Saviez-vous que les arbres parlent ? Pas tous, seuls les plus vieux, car le temps des arbres ne s'écoule pas comme le nôtre et la faculté de parler ne leur vient que tardivement. Avant, ils se contentent d'observer et d'engranger les souvenirs.
Un arbre qui parle, j'en ai justement croisé un, il n'y a pas longtemps. C'était un frêne et il était sur le point de s'endormir. Comme une nuit de frêne dure une saison d'homme, je me suis dépêché de l'interroger sur son allure imposante et sa présence insolite au milieu des siens aux troncs si rectilignes et si frêles.
Comme tous les arbres de cet âge, il ne se fit pas prier et me répondit que c'était le poids des années qui avait ainsi courbé ses branches.

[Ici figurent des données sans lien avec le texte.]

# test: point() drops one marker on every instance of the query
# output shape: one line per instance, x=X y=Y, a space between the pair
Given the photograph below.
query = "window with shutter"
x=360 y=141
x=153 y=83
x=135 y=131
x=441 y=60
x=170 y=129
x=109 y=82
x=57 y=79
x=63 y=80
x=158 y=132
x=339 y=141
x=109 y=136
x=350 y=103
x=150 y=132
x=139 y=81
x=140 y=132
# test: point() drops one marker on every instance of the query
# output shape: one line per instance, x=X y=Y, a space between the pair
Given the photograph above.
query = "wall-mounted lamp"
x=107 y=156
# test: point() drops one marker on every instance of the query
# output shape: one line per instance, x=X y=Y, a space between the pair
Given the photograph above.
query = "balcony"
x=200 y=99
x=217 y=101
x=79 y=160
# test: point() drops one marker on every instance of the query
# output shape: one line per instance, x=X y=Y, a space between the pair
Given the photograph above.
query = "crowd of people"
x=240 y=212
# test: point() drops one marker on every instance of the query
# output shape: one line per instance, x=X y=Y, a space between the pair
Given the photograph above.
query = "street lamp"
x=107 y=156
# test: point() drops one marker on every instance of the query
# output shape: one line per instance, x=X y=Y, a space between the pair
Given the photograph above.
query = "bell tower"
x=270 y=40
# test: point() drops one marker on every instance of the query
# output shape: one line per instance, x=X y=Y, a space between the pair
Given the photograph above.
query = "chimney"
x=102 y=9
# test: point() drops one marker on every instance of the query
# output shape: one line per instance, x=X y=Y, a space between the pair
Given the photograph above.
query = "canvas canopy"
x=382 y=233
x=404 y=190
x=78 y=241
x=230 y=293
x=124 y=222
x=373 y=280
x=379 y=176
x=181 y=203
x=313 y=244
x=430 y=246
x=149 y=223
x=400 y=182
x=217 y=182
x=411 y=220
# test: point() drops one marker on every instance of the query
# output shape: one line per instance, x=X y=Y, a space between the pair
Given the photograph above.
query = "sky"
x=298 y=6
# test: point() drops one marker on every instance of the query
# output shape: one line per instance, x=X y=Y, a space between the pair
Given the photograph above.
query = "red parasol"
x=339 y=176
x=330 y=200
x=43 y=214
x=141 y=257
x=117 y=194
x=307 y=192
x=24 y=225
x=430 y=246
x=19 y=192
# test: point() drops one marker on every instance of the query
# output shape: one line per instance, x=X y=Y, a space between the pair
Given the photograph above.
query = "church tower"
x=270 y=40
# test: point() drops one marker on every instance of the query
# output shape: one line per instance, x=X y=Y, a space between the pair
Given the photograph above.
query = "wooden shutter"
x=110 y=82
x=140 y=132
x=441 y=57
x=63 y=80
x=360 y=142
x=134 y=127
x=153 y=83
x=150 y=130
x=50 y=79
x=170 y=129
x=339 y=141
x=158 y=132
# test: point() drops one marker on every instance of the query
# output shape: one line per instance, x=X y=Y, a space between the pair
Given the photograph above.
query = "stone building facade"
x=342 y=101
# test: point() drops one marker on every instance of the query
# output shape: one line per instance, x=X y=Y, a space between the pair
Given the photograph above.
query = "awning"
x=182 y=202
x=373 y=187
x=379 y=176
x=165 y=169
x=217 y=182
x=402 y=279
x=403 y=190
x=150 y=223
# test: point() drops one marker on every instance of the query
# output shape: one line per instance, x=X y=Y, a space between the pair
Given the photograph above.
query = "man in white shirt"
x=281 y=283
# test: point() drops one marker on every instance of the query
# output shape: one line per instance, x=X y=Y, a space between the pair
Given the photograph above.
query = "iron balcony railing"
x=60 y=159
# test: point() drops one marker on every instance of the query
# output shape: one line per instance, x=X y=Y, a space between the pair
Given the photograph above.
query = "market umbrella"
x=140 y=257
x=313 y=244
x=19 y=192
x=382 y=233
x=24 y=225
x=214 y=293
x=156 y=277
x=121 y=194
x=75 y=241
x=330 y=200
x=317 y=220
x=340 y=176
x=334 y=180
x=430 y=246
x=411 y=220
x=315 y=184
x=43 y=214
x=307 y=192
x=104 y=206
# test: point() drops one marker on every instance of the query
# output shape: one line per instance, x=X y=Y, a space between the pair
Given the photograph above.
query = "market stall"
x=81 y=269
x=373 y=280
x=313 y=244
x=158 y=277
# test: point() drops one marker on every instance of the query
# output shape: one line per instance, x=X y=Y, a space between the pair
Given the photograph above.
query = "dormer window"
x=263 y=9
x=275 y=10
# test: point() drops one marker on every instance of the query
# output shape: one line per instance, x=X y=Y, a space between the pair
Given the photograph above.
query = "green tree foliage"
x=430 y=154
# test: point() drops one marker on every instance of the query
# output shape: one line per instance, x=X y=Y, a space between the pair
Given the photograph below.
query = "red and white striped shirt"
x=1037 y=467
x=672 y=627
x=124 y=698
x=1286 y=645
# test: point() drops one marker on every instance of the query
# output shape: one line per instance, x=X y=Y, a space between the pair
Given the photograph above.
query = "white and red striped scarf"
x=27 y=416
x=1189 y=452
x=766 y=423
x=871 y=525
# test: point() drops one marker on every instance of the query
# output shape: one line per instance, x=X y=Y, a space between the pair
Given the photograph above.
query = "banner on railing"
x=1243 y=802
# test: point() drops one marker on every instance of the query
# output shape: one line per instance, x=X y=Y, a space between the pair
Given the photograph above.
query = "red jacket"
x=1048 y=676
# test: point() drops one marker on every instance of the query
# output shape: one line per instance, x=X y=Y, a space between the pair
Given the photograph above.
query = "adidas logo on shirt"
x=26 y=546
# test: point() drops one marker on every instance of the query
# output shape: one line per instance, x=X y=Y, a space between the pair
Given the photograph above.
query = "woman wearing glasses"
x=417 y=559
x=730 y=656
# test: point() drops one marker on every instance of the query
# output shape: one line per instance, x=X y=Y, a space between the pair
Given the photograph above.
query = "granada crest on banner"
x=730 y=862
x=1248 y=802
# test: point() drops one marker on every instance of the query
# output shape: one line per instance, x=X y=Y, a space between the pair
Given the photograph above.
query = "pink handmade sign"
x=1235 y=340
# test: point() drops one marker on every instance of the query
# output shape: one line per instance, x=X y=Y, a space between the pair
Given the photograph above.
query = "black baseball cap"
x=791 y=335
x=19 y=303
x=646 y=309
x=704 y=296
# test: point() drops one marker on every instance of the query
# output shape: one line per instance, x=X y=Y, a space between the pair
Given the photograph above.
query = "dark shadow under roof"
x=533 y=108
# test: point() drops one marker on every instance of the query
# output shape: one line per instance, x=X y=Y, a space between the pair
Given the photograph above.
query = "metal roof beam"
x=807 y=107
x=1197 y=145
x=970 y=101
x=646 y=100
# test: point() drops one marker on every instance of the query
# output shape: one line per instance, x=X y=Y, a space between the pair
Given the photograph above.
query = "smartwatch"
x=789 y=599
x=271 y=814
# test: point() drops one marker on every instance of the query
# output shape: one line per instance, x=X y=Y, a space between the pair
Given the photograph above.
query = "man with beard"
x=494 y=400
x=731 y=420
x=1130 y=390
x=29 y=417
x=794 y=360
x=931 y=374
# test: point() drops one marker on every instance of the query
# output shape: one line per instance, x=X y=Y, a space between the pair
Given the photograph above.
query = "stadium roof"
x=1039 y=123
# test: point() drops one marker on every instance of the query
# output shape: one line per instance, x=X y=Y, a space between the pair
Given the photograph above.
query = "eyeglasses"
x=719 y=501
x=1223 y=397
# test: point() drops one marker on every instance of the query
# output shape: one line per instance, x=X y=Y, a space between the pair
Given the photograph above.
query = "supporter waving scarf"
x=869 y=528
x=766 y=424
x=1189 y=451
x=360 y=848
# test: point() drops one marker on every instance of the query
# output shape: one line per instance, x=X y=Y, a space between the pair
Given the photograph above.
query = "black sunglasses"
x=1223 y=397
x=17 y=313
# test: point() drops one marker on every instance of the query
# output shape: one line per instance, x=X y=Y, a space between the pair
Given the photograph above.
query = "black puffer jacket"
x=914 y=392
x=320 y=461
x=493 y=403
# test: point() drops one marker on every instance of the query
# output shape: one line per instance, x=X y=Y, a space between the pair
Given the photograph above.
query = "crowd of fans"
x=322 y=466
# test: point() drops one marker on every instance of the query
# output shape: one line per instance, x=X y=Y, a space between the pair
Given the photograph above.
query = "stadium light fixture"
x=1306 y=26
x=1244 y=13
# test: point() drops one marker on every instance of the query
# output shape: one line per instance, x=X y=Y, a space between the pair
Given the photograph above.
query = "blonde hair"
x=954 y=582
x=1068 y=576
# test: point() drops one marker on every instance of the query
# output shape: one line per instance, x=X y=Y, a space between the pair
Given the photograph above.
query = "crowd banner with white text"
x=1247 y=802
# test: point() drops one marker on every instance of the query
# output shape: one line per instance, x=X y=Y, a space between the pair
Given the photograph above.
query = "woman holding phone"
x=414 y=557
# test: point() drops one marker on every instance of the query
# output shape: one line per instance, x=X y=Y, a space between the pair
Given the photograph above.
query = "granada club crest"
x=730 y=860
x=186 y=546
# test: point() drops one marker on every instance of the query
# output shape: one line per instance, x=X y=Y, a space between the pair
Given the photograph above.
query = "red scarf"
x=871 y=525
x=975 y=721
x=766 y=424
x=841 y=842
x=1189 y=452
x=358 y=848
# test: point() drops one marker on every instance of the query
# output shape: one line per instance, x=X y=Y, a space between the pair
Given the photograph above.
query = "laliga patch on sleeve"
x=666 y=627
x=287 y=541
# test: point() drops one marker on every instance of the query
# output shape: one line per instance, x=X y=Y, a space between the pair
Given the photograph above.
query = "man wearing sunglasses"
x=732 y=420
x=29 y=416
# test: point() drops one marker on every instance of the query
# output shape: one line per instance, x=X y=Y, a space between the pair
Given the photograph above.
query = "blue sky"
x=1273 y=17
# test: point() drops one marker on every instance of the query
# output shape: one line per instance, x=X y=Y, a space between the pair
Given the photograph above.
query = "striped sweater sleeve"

"Peut-être, mais aucun des frênes alentour n'atteindra jamais votre prestance, même avec les années" lui répondis-je, pensant que quelques compliments ne pourraient pas nuire à la conversation, puisqu'ils étaient sincères.
Il me donna raison et, en guise d'explication, se mit à me raconter sa jeunesse...une jeunesse bien solitaire. | |
"Quand je vins au monde, dans le fossé, au milieu des pierres qui en avait été retirées pour faciliter le drainage des terres et marquer la frontière entre les rangs, le paysage était fort différent de celui d'aujourd'hui. Il ne restait plus que quelques arbres; les autres avaient été abattus pour construire les abris des hommes ou laisser passer leur charrue. Pour vous dire, en se tournant vers le sud-ouest, on pouvait voir au loin le sommet du Mont-Royal et quelques panaches de fumée s'élever de la ville à ses pieds. À l'époque, c'est vrai que l'espace ne manquait pas, la lumière non plus. Aussi en ai-je profité, lançant mes branches aux quatre vents pour capter chaque rayon de soleil sans craindre la concurrence. Aujourd'hui, les jeunes se battent pour se faire une place au soleil, ils se dépêchent d'atteindre les sommets, mais beaucoup s'essoufflent avant d'y parvenir. La vie était-elle plus facile avant ? Elle était différente. Livré aux intempéries, rien pour amoindrir le vent, cible désignée pour la foudre ou pour les maladies, je ne pouvais compter que sur moi-même pour survivre.
Mais finalement les années ont passé, rythmées par les travaux des champs, animées par la conversation des paysans qui s'abritaient du soleil ou de l'averse sous mon feuillage. Puis un jour, il n'y eut plus de visites, plus de machines, plus rien. Tout s'est alors lentement repeuplé, jusqu'à aujourd'hui, ce trottoir de bois et vous de nouveau. Je suis bien content de vous revoir."